Он отнес се наверх в номер и положил на кровать. Он стащил с нее платье, трусики и чулки и попытался опять привести ее в чувство, но не сумел. Тогда он пошел в ванную и принял душ, чтобы смыть с себя запах рвоты. Выйдя из ванной, он в последний раз попытался растормошить ее, решив, что, может, ее нужно хорошенько трахнуть. Но она не возбудилась. Зато он сам возбудился и подумал, что заслуживает хорошего траха на прощанье. Должен же он получить компенсацию за то, что приволок ее в гостиницу. Да, черт побери, оставь он ее в баре, любой паршивый мексикашка в этом чертовом Мехикали счел бы своим долгом отделать ее где-нибудь на заднем дворе. Он снова дал ей пощечину — несильную, но ощутимую. Она не шевельнулась. Он ущипнул ее за грудь. Никакой реакции. Тогда он прекратил обхаживать ее и занялся собой. Алкоголь и секс. Полный разврат! А почему бы ему не поразвратничать с ней?
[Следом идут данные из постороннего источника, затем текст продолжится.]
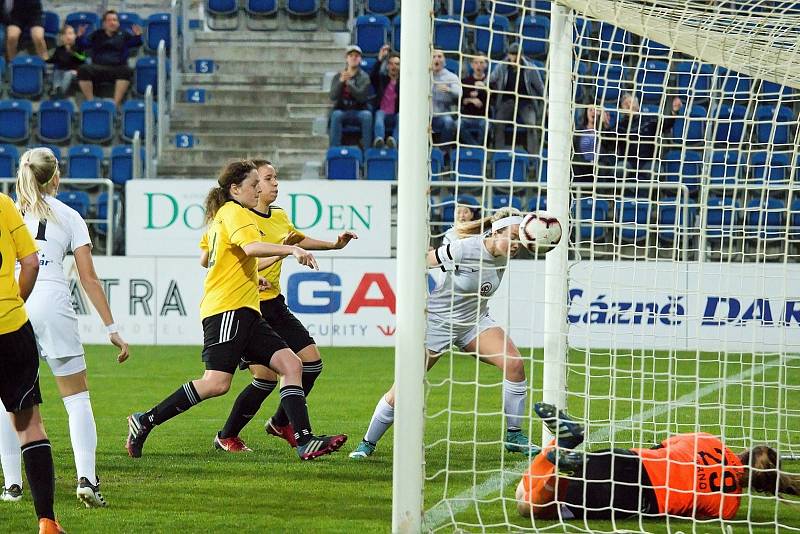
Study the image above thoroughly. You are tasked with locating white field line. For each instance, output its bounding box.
[424,354,800,530]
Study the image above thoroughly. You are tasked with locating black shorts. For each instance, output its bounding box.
[78,63,133,83]
[564,449,658,519]
[0,321,42,417]
[203,308,288,374]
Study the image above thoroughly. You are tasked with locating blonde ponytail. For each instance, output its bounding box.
[16,147,58,221]
[456,207,521,238]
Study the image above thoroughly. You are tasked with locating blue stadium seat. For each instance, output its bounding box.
[714,104,747,143]
[364,148,397,180]
[355,15,391,56]
[80,100,117,143]
[756,106,796,145]
[709,150,739,187]
[616,200,650,243]
[36,100,75,143]
[109,145,144,185]
[117,11,144,33]
[475,15,511,58]
[433,16,466,52]
[492,149,531,182]
[120,100,158,141]
[520,15,550,57]
[144,13,172,54]
[9,56,45,98]
[0,100,33,143]
[67,145,103,178]
[56,191,90,219]
[325,146,363,180]
[64,11,100,35]
[455,147,485,182]
[0,144,19,178]
[364,0,400,16]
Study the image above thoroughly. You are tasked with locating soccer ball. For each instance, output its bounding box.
[519,211,561,254]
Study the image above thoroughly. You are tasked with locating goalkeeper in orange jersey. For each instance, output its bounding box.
[516,403,800,519]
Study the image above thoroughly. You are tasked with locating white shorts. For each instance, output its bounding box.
[25,286,85,362]
[425,313,497,354]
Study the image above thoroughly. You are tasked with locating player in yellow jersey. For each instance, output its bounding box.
[126,160,347,460]
[214,160,358,452]
[0,191,64,534]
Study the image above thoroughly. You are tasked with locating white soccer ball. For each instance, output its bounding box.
[519,211,561,254]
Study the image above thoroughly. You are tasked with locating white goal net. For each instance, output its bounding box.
[412,0,800,532]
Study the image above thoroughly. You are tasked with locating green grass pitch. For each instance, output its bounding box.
[0,346,800,533]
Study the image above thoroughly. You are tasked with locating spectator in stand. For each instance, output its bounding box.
[489,43,544,154]
[572,107,616,183]
[461,56,489,146]
[330,45,372,149]
[617,93,683,171]
[78,9,142,106]
[431,50,461,148]
[370,45,400,148]
[47,24,86,98]
[3,0,47,61]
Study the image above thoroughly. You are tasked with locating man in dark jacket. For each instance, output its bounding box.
[78,10,142,106]
[330,45,372,150]
[369,45,400,148]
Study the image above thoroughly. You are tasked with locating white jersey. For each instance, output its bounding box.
[23,196,92,293]
[428,235,507,327]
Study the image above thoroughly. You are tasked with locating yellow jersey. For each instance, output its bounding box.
[250,206,306,300]
[200,200,261,319]
[0,193,38,334]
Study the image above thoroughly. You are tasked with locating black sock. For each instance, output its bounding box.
[219,378,278,438]
[281,386,311,445]
[21,439,56,521]
[142,382,203,427]
[272,360,322,426]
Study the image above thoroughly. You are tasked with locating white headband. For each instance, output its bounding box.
[492,215,522,232]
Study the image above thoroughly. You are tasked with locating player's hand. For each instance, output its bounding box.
[108,332,130,363]
[292,247,319,271]
[333,230,358,250]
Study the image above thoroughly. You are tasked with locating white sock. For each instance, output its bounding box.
[64,391,97,484]
[364,397,394,443]
[0,414,22,488]
[503,380,528,431]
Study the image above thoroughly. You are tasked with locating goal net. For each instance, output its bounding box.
[416,0,800,532]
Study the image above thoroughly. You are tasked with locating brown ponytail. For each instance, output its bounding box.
[205,159,258,224]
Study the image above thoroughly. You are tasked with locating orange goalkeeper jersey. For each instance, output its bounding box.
[631,432,744,519]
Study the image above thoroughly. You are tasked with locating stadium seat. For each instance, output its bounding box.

Он еще больше возбудился от самой этой мысли и от необычности предвкушаемого ощущения — ведь он никогда еще не проделывал ни с кем ничего подобного! И он яростно стал дрочить и наконец изверг струю семени прямо ей на грудь. Он с любопытством наблюдал, как сперма стекает между ее грудей. Ну, подумал он, ты теперь чемпионка мира по сексу. Он оставил на столе пятьдесят долларов — ей хватит, чтобы добраться до дому, — и покинул ее навсегда.
ГЛАВА ТРЕТЬЯ
Непосредственность, открытость, бесхитростность — называйте как хотите эту невинную простоту, которую обычно хотят увидеть в детях — и видят! — не думая, так это или нет. Естественно, никому не придет в голову предположить, что ребенок, такая кроха, обладает сухим расчетливо-трезвым рассудком или может использовать в своих далеко идущих планах детей и взрослых так же, как карточный игрок подсчитывает в уме очки, загадывает будущие ходы, скидывает лишние карты, берет взятки, перебивает козыри, блефует. В особенности, вряд ли кто может подумать, что на такое способна маленькая девочка.
А она была способна и знала об этом, и еще знала, что она симпатичная, прелестная и что ее прелесть — эти золотые кудряшки, яркие голубые глазки и остренький носик — взрослые воспринимают как несомненный признак ее невинности, и она пользовалась этим тоже, как карточный игрок пользуется джокером. По-своему, конечно, это все было очень невинно: она ведь просто играла, как другие дети играют в куклы или кубики, но играла в игры, в которые ее научили играть и в которые играли те, с кем она жила. В конце концов, она же была приемной дочерью, и ей пришлось учиться искусству завоевывать внимание и любовь в семье, соревнуясь со своим сводным братом, когда тот появился на свет. Но даже и до его рождения она усвоила, до какой степени можно испытывать небезграничное терпение отчима, и как можно воспользоваться его благодушием, и в каких пределах можно на него положиться. Это было похоже на игру. Но это была вовсе не игра, совсем не игра. В мире для нее не было ничего серьезнее отчаянных попыток удержаться в этой семье, прижиться в ней и никогда больше не возвращаться в школу, где она провела так много долгих и унылых лет. Интернат? Школа? Да нет — сиротский приют! Но как бы там его ни называли, она ни за что туда не вернется, ни за что не согласится, а ведь сколько раз уж ей предлагали!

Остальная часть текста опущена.